# cheat meals



## carli (Jan 30, 2011)

out of curiousity whether on a bulking or cutting diet what do you guys eat for your cheat meals?? i personally have a roast dinner on a sunday and that makes me feel great plus its not even that bad as a cheat.. so come on what do you guys eat


----------



## Sanisent (Jan 30, 2011)

Kfc


----------



## shortstop (Jan 30, 2011)

pizza baby. and roast beef po boys. even on cheat days, i still stay away from fried foods. o yea and pancakes. yum yum


----------



## BIGBLUECHEVELLE (Jan 30, 2011)

For some weird freaking reason I LOVE the wreck sandwich at PotBelly's my ex gf used to eat their a lot and I gave in one day and got something(blame it all on her ha)  jardiniere their is unbelievable. So if I do a cheat meal its on Sunday and ill usually just get that for a filler.


----------



## vortrit (Jan 31, 2011)

It depends. It's different all the time. I used to go to Taco Bell for cheat meals, but rarely do anymore.


----------



## carli (Jan 31, 2011)

ah its ok to have one every now and again, for a cheat meal i wouldn really eat pizza or anythin like that at all rather have a big huge sandwich or all the trimmings with a steak its all good tho


----------



## big60235 (Jan 31, 2011)

I try to keep cheat meals to a minimum but my new favorite is 5 guys burgers and fries. Have spend many a cheat day at pizza places, taco bell, or china buffets. Then usually followed by hours of cardio the next day.


----------



## carli (Jan 31, 2011)

big60235 said:


> I try to keep cheat meals to a minimum but my new favorite is 5 guys burgers and fries. Have spend many a cheat day at pizza places, taco bell, or china buffets. Then usually followed by hours of cardio the next day.



i know ha ha its all good at the time but then its a nightmare the next day t work it off


----------



## GMO (Jan 31, 2011)

Pizza...it's always pizza.


----------



## cappo5150 (Feb 1, 2011)

pizza or burritos


----------



## Merkaba (Feb 1, 2011)

Hot dogs or pizza....oh wait we're talking about cheat meals right?


----------



## Nightowl (Feb 1, 2011)

vortrit said:


> It depends. It's different all the time. I used to go to Taco Bell for cheat meals, but rarely do anymore.


 

I get guilty with it, but have done that.  My guy Curt James, got me going on that.  I think, that place is still better then most all the rest.
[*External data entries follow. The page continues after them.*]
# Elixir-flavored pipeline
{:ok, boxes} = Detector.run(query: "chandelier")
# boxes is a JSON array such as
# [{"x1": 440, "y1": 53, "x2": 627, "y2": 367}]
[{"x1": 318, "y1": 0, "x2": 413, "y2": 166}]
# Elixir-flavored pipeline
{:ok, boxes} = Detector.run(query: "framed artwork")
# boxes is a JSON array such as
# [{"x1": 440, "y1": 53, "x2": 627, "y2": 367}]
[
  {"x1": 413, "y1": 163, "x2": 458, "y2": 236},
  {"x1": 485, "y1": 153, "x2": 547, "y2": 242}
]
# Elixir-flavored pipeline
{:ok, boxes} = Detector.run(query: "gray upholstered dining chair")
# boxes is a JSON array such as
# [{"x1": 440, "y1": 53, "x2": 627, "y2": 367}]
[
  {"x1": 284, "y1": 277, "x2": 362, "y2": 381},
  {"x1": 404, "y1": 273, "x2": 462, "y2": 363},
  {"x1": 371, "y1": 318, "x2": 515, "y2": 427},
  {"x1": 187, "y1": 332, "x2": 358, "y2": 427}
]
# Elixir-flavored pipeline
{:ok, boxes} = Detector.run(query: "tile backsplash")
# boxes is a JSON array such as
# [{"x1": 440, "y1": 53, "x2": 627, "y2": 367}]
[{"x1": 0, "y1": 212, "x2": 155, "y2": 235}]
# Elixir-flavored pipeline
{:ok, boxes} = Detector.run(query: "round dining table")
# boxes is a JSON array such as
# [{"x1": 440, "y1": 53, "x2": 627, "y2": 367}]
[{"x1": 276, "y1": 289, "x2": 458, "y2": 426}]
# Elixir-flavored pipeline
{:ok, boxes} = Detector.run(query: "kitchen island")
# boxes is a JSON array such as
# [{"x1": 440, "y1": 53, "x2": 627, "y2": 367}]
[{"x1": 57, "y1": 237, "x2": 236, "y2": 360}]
Another cheating issue is having that taste of ice cream, the one that you don't get everyday.


----------



## jagbender (Feb 3, 2011)

Pizza or BBQ ribs and Fries


----------



## EvolutionPT (Feb 3, 2011)

my cheat day is Saturday, I look soo forward to that day cause anything goes, anything I want all day long. Pizza,box o cookie,Tub o ice cream, potato chips, Mcdonalds..simply whatever I want.
 I am 205 and about 10% bodyfat. It works for me as long as after Saturday I go back to my regular thing


----------



## EvolutionPT (Feb 3, 2011)

lol seems for most its Pizza..


----------



## shawn5 (Feb 3, 2011)

Guys,..
I save my cheat meals for the weekends as I usually end up drinking as well. During the week I am able to keep a better routine with work and such.


----------



## vortrit (Feb 3, 2011)

carli said:


> ah its ok to have one every now and again, for a cheat meal i wouldn really eat pizza or anythin like that at all rather have a big huge sandwich or all the trimmings with a steak its all good tho



I wouldn't call steak a cheat.


----------



## carli (Feb 4, 2011)

vortrit said:


> I wouldn't call steak a cheat.



i know steak isnt a treat but when you have it with onion rings pepper sauce peas chips and yorkshire puddings its a fairly good pig out


----------



## Laker33 (Feb 9, 2011)

taco bell


----------



## Laker33 (Feb 9, 2011)

sushi


----------



## Laker33 (Feb 9, 2011)

mexican food


----------



## magger (Feb 10, 2011)

beer batterd walleye fillets
fries n a beer


----------



## AmM (Feb 10, 2011)

Pastrami Reuben and Nacho's Supreme


----------



## 2B1 (Feb 10, 2011)

I get down with some Carnitas and sopes from a legit Mexicali restaurant in town.  Usually once every two weeks.


----------



## calaja52 (Feb 11, 2011)

mexican food and dos equis


----------



## xp123 (Feb 11, 2011)

Giant roast beef and provolone from jersey mikes


----------



## 2B1 (Feb 11, 2011)

calaja52 said:


> mexican food and dos equis




_"Stay thirsty my friends."_


----------



## LionInTheJungle (Feb 13, 2011)

pollo a la crema!


----------



## onthesetflickr (Feb 20, 2011)

Steak n shake guacamole burger. Mmmmmm


----------



## pitbullguy0101 (Feb 20, 2011)

Pork... i love to fire up by smoker either pulled pork or ribs i fucking crave huge chunks of meat..


----------



## DiGiTaL (Feb 21, 2011)

Vitanemese soup is so good


----------